GitHub - rayzhao27/BERT4Rec-Sequential-Recommendation-System: BERT4Rec sequential recommendation system built from scratch in PyTorch. HR@10 = 0.2901, NDCG@10 = 0.1624 — exceeds original paper benchmarks on MovieLens 1M.

Coming Soon: A self-built LLM-powered ML training agent designed to automate hyperparameter search across general machine learning workflows — runs smoke tests automatically, feeds results to an LLM, and recommends the next parameters to try. Used to optimize this model. Release expected in the next few weeks — star this repo to get notified!

About The Project

BERT4Rec Sequential Recommendation System

This is a production-ready implementation of BERT4Rec (Sun et al., 2019) built from scratch in PyTorch with 5.1M parameters, trained on the MovieLens 1M dataset, and served via a FastAPI inference service.

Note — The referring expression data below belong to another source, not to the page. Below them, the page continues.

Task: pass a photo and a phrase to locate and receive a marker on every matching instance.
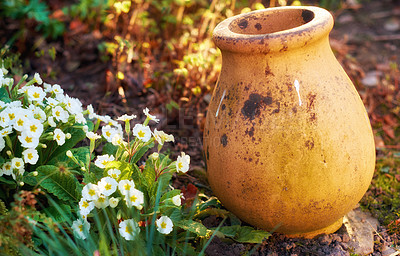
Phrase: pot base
(327, 230)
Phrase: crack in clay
(222, 98)
(297, 86)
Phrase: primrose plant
(121, 178)
(137, 196)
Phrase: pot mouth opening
(256, 23)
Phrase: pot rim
(313, 30)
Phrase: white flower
(92, 136)
(38, 113)
(20, 122)
(60, 114)
(2, 143)
(59, 136)
(90, 192)
(154, 156)
(164, 225)
(28, 141)
(142, 132)
(56, 89)
(162, 137)
(51, 121)
(117, 139)
(108, 132)
(37, 78)
(7, 130)
(114, 173)
(91, 112)
(102, 160)
(80, 119)
(182, 163)
(176, 200)
(35, 94)
(129, 229)
(30, 156)
(85, 206)
(101, 202)
(107, 186)
(7, 168)
(80, 228)
(151, 117)
(34, 128)
(126, 117)
(73, 105)
(113, 202)
(125, 185)
(134, 198)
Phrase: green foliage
(57, 181)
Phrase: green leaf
(4, 95)
(77, 135)
(139, 154)
(63, 185)
(192, 226)
(110, 149)
(170, 194)
(244, 234)
(80, 154)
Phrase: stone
(360, 227)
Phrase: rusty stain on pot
(243, 24)
(224, 140)
(252, 106)
(310, 144)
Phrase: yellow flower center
(128, 229)
(33, 128)
(141, 134)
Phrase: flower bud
(69, 153)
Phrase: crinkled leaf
(77, 135)
(139, 154)
(170, 194)
(192, 226)
(80, 154)
(110, 149)
(244, 234)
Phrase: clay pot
(287, 141)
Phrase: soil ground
(366, 39)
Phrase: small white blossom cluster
(38, 116)
(111, 190)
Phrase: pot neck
(273, 29)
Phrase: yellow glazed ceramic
(288, 143)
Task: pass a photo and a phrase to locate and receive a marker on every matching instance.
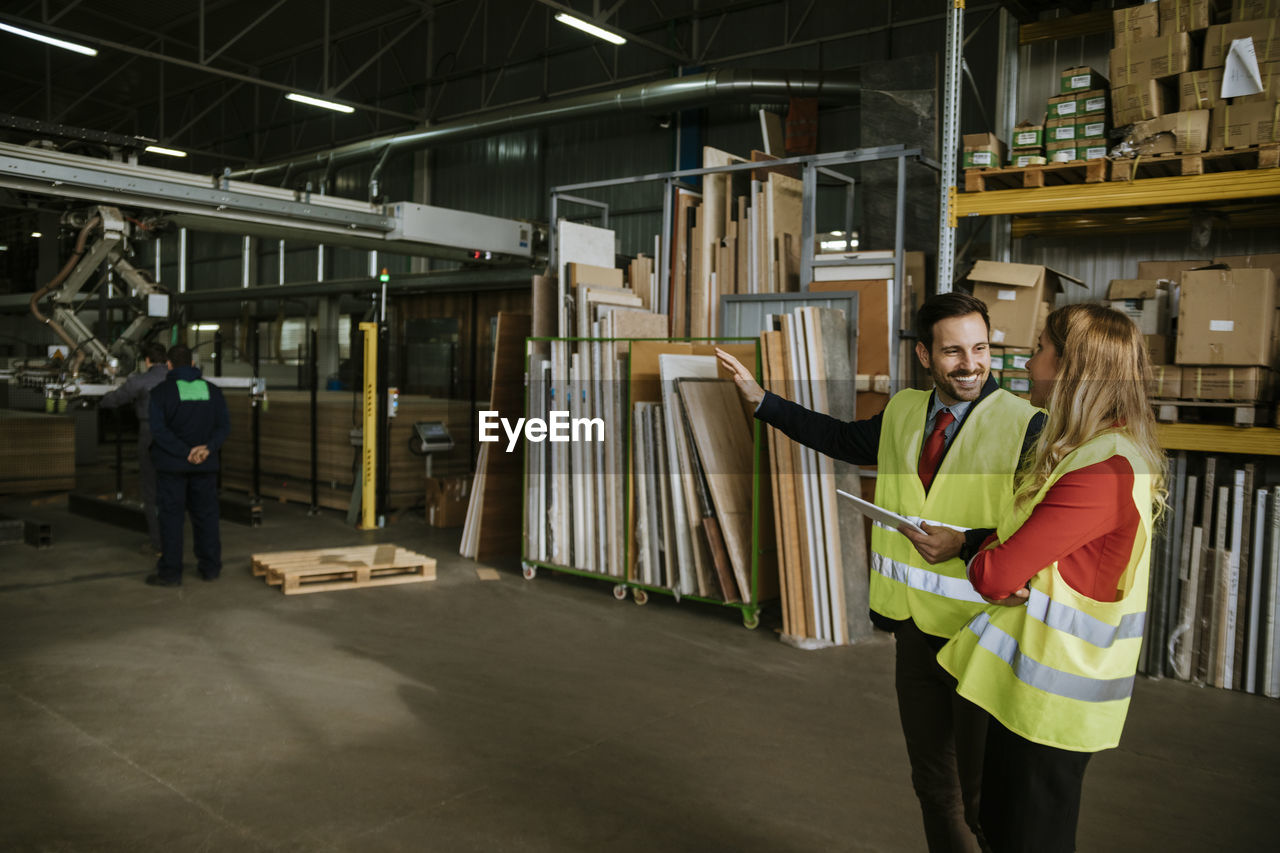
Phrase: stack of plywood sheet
(37, 452)
(492, 528)
(286, 446)
(822, 546)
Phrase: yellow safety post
(369, 432)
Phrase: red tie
(933, 447)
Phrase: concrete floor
(467, 715)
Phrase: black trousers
(945, 737)
(1031, 793)
(176, 496)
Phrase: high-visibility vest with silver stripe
(1060, 669)
(972, 488)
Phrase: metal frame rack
(810, 167)
(750, 610)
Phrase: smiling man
(946, 456)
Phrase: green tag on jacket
(195, 389)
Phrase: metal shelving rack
(750, 610)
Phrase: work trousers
(945, 737)
(197, 495)
(1031, 793)
(147, 489)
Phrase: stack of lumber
(286, 446)
(493, 523)
(694, 491)
(822, 542)
(329, 569)
(37, 452)
(1215, 605)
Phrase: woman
(1054, 658)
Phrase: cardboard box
(1020, 159)
(1265, 33)
(1151, 59)
(982, 150)
(1243, 384)
(1228, 318)
(1252, 261)
(1160, 349)
(1136, 23)
(1028, 136)
(1015, 381)
(447, 500)
(1166, 382)
(1187, 16)
(1270, 85)
(1138, 101)
(1173, 133)
(1142, 300)
(1093, 103)
(1060, 151)
(1080, 78)
(1169, 270)
(1063, 106)
(1065, 129)
(1093, 127)
(1014, 293)
(1200, 90)
(1239, 126)
(1255, 9)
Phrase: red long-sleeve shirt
(1086, 523)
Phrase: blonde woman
(1055, 655)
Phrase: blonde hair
(1102, 378)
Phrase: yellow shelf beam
(1194, 188)
(1212, 438)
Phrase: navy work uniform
(186, 413)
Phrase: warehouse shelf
(1217, 186)
(1216, 438)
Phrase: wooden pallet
(1258, 156)
(1238, 413)
(1050, 174)
(327, 569)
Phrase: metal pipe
(679, 92)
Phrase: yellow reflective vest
(972, 488)
(1060, 669)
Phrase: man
(188, 425)
(946, 456)
(137, 391)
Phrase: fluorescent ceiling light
(316, 101)
(49, 40)
(599, 32)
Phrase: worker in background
(947, 456)
(137, 391)
(1054, 657)
(188, 425)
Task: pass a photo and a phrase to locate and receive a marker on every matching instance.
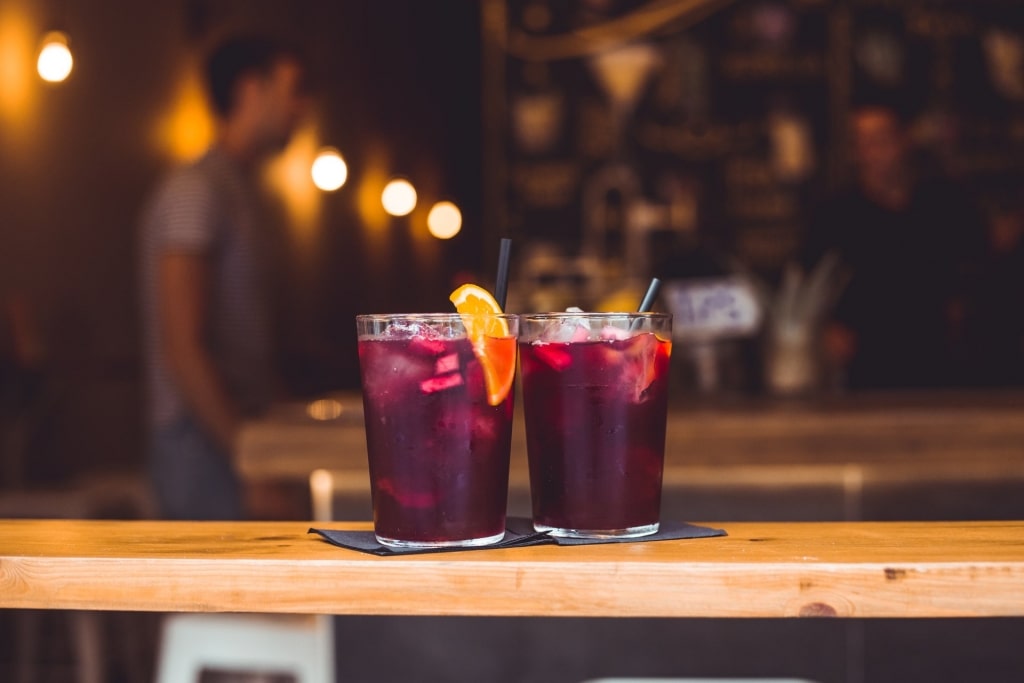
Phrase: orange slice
(489, 335)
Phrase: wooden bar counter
(763, 569)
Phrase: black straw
(502, 282)
(648, 298)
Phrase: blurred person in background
(205, 305)
(907, 238)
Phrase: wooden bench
(761, 569)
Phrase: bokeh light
(54, 61)
(329, 170)
(398, 198)
(444, 220)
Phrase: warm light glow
(325, 409)
(329, 170)
(186, 128)
(444, 220)
(398, 198)
(288, 176)
(54, 61)
(18, 92)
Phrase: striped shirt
(209, 208)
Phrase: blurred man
(206, 323)
(905, 236)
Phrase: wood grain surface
(861, 569)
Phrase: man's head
(881, 142)
(257, 90)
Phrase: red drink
(596, 413)
(438, 452)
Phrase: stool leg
(88, 640)
(27, 625)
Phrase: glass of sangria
(595, 395)
(437, 400)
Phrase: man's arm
(183, 283)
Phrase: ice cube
(611, 332)
(567, 328)
(638, 372)
(555, 356)
(440, 383)
(392, 373)
(427, 345)
(446, 364)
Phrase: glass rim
(425, 316)
(601, 314)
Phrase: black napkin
(518, 532)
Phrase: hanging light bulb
(329, 170)
(54, 62)
(444, 220)
(398, 198)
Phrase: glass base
(467, 543)
(631, 532)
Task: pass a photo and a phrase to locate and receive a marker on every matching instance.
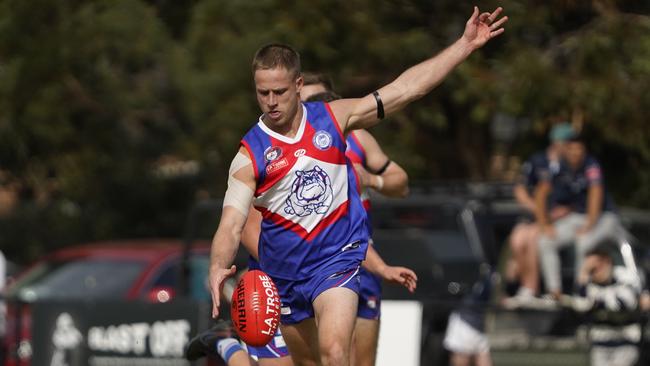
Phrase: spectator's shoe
(521, 299)
(526, 300)
(205, 343)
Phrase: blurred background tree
(116, 115)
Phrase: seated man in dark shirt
(579, 185)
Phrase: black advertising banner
(113, 333)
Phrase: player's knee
(334, 353)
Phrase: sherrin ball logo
(255, 309)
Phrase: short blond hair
(277, 55)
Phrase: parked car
(148, 270)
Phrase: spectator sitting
(523, 263)
(465, 337)
(579, 185)
(609, 293)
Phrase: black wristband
(380, 105)
(381, 170)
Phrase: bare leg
(302, 341)
(336, 311)
(241, 358)
(460, 359)
(483, 359)
(529, 267)
(282, 361)
(366, 335)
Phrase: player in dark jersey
(523, 264)
(291, 167)
(579, 185)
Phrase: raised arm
(250, 237)
(237, 200)
(420, 79)
(380, 173)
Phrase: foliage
(95, 94)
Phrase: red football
(255, 308)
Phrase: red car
(148, 270)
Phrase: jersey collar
(283, 138)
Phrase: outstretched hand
(481, 28)
(217, 278)
(401, 275)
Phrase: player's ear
(300, 81)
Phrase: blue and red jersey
(357, 155)
(308, 195)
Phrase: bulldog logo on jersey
(311, 192)
(322, 140)
(272, 153)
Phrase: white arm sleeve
(238, 194)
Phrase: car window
(170, 277)
(79, 279)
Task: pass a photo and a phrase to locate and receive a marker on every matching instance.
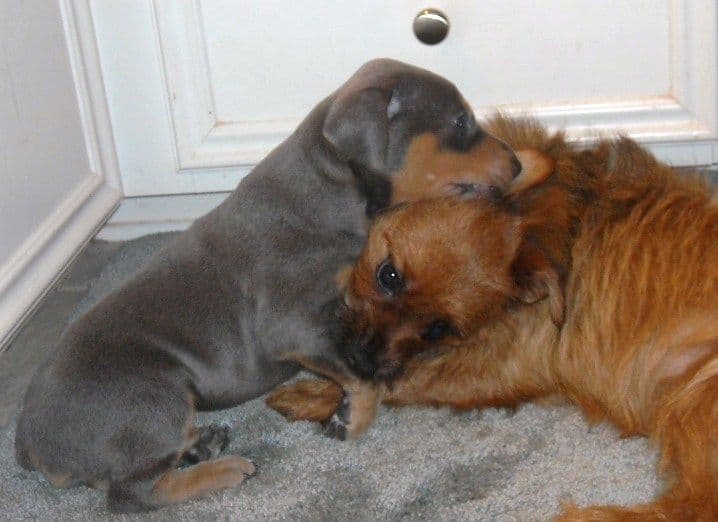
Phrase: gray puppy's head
(373, 117)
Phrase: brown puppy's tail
(686, 430)
(177, 485)
(308, 399)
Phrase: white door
(200, 90)
(58, 170)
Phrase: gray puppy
(234, 305)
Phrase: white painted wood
(143, 215)
(58, 163)
(224, 81)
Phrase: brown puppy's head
(434, 272)
(489, 168)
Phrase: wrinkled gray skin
(209, 320)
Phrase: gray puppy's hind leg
(164, 484)
(177, 485)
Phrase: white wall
(58, 170)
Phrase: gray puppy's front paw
(213, 439)
(338, 425)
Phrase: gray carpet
(414, 463)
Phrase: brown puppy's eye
(388, 278)
(437, 330)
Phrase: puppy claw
(338, 426)
(212, 440)
(336, 429)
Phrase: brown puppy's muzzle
(499, 161)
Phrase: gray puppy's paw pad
(338, 425)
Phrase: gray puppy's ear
(357, 126)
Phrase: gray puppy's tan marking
(208, 322)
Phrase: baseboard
(139, 216)
(46, 254)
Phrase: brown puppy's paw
(355, 413)
(339, 425)
(308, 399)
(213, 439)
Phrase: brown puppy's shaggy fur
(639, 344)
(429, 171)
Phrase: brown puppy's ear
(536, 278)
(536, 167)
(357, 126)
(468, 190)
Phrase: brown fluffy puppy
(429, 171)
(639, 343)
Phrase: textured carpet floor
(414, 463)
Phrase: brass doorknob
(431, 26)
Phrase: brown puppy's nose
(361, 356)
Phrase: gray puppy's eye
(388, 278)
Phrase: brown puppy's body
(639, 344)
(223, 313)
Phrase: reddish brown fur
(639, 345)
(429, 172)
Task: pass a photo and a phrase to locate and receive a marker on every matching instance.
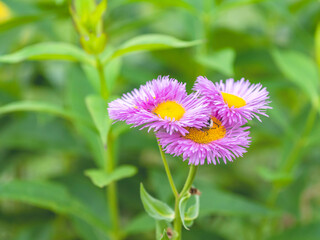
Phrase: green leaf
(214, 201)
(192, 213)
(149, 42)
(164, 235)
(221, 61)
(48, 51)
(317, 41)
(141, 223)
(51, 196)
(101, 179)
(98, 111)
(19, 21)
(310, 232)
(301, 70)
(154, 207)
(277, 178)
(41, 107)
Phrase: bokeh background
(273, 192)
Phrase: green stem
(103, 84)
(177, 224)
(112, 190)
(166, 166)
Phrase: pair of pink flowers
(204, 126)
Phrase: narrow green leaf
(149, 42)
(48, 51)
(221, 61)
(101, 179)
(189, 215)
(98, 111)
(182, 208)
(154, 207)
(301, 70)
(51, 196)
(41, 107)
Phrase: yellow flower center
(233, 100)
(4, 13)
(207, 135)
(169, 109)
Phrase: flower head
(237, 102)
(162, 103)
(210, 144)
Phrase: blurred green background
(273, 192)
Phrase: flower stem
(177, 224)
(111, 190)
(103, 85)
(166, 166)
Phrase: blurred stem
(166, 166)
(103, 85)
(177, 224)
(112, 189)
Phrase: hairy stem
(177, 224)
(103, 85)
(166, 166)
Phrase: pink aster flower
(236, 102)
(209, 144)
(162, 103)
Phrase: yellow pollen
(233, 100)
(207, 135)
(169, 109)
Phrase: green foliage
(55, 127)
(301, 70)
(98, 111)
(154, 207)
(101, 178)
(189, 215)
(48, 51)
(50, 196)
(148, 42)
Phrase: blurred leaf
(149, 42)
(310, 232)
(164, 236)
(51, 196)
(111, 74)
(98, 110)
(170, 3)
(87, 231)
(41, 107)
(192, 213)
(141, 223)
(214, 201)
(101, 178)
(18, 21)
(229, 4)
(278, 178)
(48, 51)
(221, 61)
(317, 40)
(155, 208)
(300, 69)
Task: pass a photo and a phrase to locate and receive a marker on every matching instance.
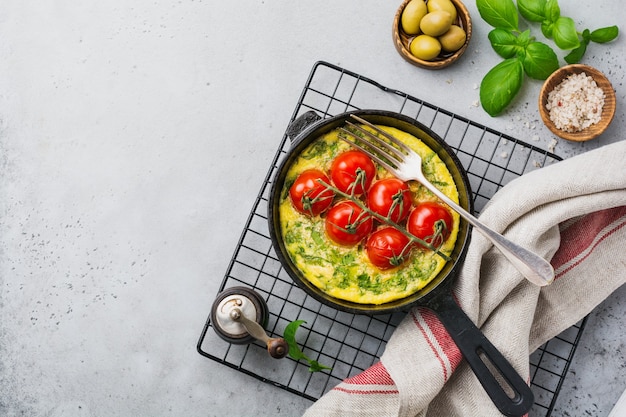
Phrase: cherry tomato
(388, 248)
(352, 172)
(347, 224)
(391, 198)
(431, 222)
(308, 195)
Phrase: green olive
(425, 47)
(412, 15)
(436, 23)
(453, 39)
(445, 5)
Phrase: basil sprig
(522, 53)
(294, 350)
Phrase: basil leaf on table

Traditional recommendation systems rely on hand-crafted features or simple collaborative filtering. BERT4Rec treats a user's interaction history as a sequence and applies bidirectional self-attention — allowing the model to understand context from both past and future interactions when predicting the next item.

Results: HR@10 = 0.2901 · NDCG@10 = 0.1624 , exceeds the original paper benchmarks (HR@10 = 0.2685, NDCG@10 = 0.1564)

Core Features:

Bidirectional Transformer — full self-attention over the entire interaction sequence, no causal mask
BERT-style Masking — random 20% of items masked during training using the 80/10/10 rule
Leave-one-out Evaluation — standard sequential recommendation protocol with HR@K, NDCG@K, MRR@K
Production API — FastAPI inference service with Pydantic validation, seen-item filtering, and Swagger UI
LLM-powered Hyperparameter Tuning — self-built agent that automates smoke tests and feeds results back to an LLM for parameter recommendations (standalone release coming soon)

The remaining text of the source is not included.